Sara also co-invented a four-gene biomarker (RISK4) derived from blood samples of household contacts of active TB cases, living in 3 African countries, which is currently in the process of being commercialized and developed as a field assay for evaluation of risk of TB progression among contacts of TB patients. She also supervised the immunological assays of two clinical trials of TB vaccines. The first was a Phase I clinical trial which tested whether pre-treatment of South Africans infected with Mycobacterium tuberculosis with a course of antibiotics (isoniazid preventative therapy) prior to re-vaccination with Bacille Calmette-Guérin (BCG) would improve their vaccine-induced responses. The second was a phase I/IIa trial to evaluate the safety and optimal dosage for the candidate TB vaccine H56.

Sara has co-authored multiple publications from these two clinical trials, and also identified mechanisms underlying the response of unconventional immune subsets induced by BCG vaccination, including Natural Killer (NK) and Mucosal Associated Invariant T (MAIT) cells.

She is currently at the Brigham and Women’s Hospital and Harvard Medical School, focusing on identifying genetic factors associated with risk of TB progression in a cohort of Peruvian, in an ongoing collaboration with Partners in Health (Socios en Salud, Peru), Harvard School of Public Health and the Brigham Division of Genetics. Her experimental analyses pointed to a potential candidate risk gene in the sodium/potassium ion pumps family (ATPase Na+/K+ Transporting Subunit Beta3: ATP1B3), which are thought to regulate electrolyte balance across cellular membranes. The gene, as well as genes coding for other subunits in the same family, were surprisingly also up-regulated in the blood of African household contacts who later progressed to active TB disease, in the data which she previously generated, suggesting a generalizable role in TB progression. She plans to define the link between dysregulated expression of ATP1B3 or related genes, and the risk of TB disease.

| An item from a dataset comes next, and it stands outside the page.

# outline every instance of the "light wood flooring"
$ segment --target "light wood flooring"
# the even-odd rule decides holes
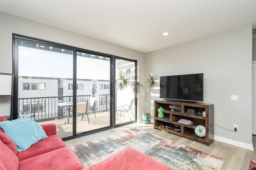
[[[252,135],[254,151],[217,141],[214,141],[210,146],[207,147],[198,142],[171,133],[163,132],[158,129],[155,129],[152,123],[144,124],[142,123],[135,123],[96,134],[67,141],[65,141],[65,143],[67,146],[72,147],[131,128],[141,129],[225,159],[226,161],[222,170],[247,170],[249,168],[251,158],[256,159],[256,135]]]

She was recently awarded a genome-editing grant, which will allow her to target these genes to identify their impact on infection of different cell types with Mycobacterium tuberculosis.

Sara has a strong interest in mentoring the African youth, particularly women in science and technology since she believes that capacity development in science and empowerment of the African youth will drive relevant innovations for the most challenging health care problems, such as infectious diseases. She has facilitated and taught in a number of workshops, and mentored a number of students at different stages on both laboratory techniques and scientific communication. However, her goal is to formally establish herself as an independent investigator in order to meaningfully support the scientific careers of African trainees, and meaningfully partake in consortia that encourage the intellectual freedom of African investigators, as well as researchers in other low and middle-income countries, which have historically been marginalized, or exploited in global health research. Her goal is to empower and foster innovation in infectious disease research where it is most needed and by members of the affected communities.